Entscheidung zum Umzug des LANUV nach Duisburg nicht nachvollziehbar
Das Landesamt für Natur, Umwelt und Verbraucherschutz (LANUV) hat einen seiner Hauptstandorte derzeit noch in einer landeseigenen Liegenschaft in Düsseldorf. Der LRH überprüfte die Entscheidung des LANUV, in einen neu zu errichtenden Gebäudekomplex einer Investorin in Duisburg umzuziehen. Der LRH hat festgestellt, dass die Entscheidung für diesen Standort nicht anhand einer Wirtschaftlichkeitsuntersuchung nachvollziehbar und zudem nicht ausreichend dokumentiert ist. Bei der Entscheidung blieben vorab festgelegte Kriterien bis auf das der „guten Erreichbarkeit“ vollständig außer Acht.

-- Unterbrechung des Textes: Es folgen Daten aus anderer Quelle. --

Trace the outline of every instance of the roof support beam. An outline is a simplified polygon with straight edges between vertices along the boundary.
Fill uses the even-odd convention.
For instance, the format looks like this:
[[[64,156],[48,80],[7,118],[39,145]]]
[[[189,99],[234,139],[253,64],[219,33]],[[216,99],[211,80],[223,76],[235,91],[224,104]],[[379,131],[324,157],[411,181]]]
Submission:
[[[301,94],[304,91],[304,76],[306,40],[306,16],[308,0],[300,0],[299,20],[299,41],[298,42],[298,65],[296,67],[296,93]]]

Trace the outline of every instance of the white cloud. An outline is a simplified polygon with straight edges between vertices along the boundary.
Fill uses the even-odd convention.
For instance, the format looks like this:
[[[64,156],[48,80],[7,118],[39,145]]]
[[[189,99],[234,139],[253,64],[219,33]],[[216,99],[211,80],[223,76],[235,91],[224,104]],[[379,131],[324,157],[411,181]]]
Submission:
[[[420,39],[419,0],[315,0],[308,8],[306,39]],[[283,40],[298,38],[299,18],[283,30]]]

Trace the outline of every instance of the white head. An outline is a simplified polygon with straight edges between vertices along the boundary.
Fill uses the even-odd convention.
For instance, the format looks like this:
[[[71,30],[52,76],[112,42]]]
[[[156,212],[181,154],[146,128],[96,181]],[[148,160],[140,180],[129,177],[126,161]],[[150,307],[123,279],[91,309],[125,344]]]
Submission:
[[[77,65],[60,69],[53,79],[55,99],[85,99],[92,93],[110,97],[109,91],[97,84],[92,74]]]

Die an die Eigentümerin des Grundstücks in Duisburg vorgenommene Direktvergabe des Bauauftrags war vergaberechtswidrig.

Baukostenexplosion bei Neubau für die Technische Universität Dortmund
Der Bau- und Liegenschaftsbetrieb (BLB) NRW hat von Februar 2010 bis Juli 2015 einen Ersatzneubau für die Fachbereiche Chemie und Physik der Technischen Universität (TU) Dortmund errichtet. Die Kosten stiegen von rund 63 auf knapp 91 Millionen Euro. Der LRH hat festgestellt, dass insbesondere eine unzureichende Vorbereitung der Baumaßnahme sowie erhebliche Mängel bei der Projektsteuerung, beim Controlling und beim Dokumentenmanagement dafür verantwortlich waren. Zudem führten unterschiedliche Auffassungen des BLB NRW und der TU Dortmund über die Aufgaben- und Kompetenzverteilung zu zeit- und kostenintensiven Abstimmungsprozessen. Das Land versucht seit langem, den BLB zu reformieren. Für den LRH ist nicht erkennbar, welche Maßnahmen in den letzten Jahren getroffen wurden, um die strukturellen Mängel abzustellen. Er hat den BLB NRW aufgefordert, darzulegen, welche konkreten Ergebnisse mit Blick auf die im Eckpunktepapier formulierten Erwartungen bisher erarbeitet wurden und wie sie ggf. umgesetzt werden.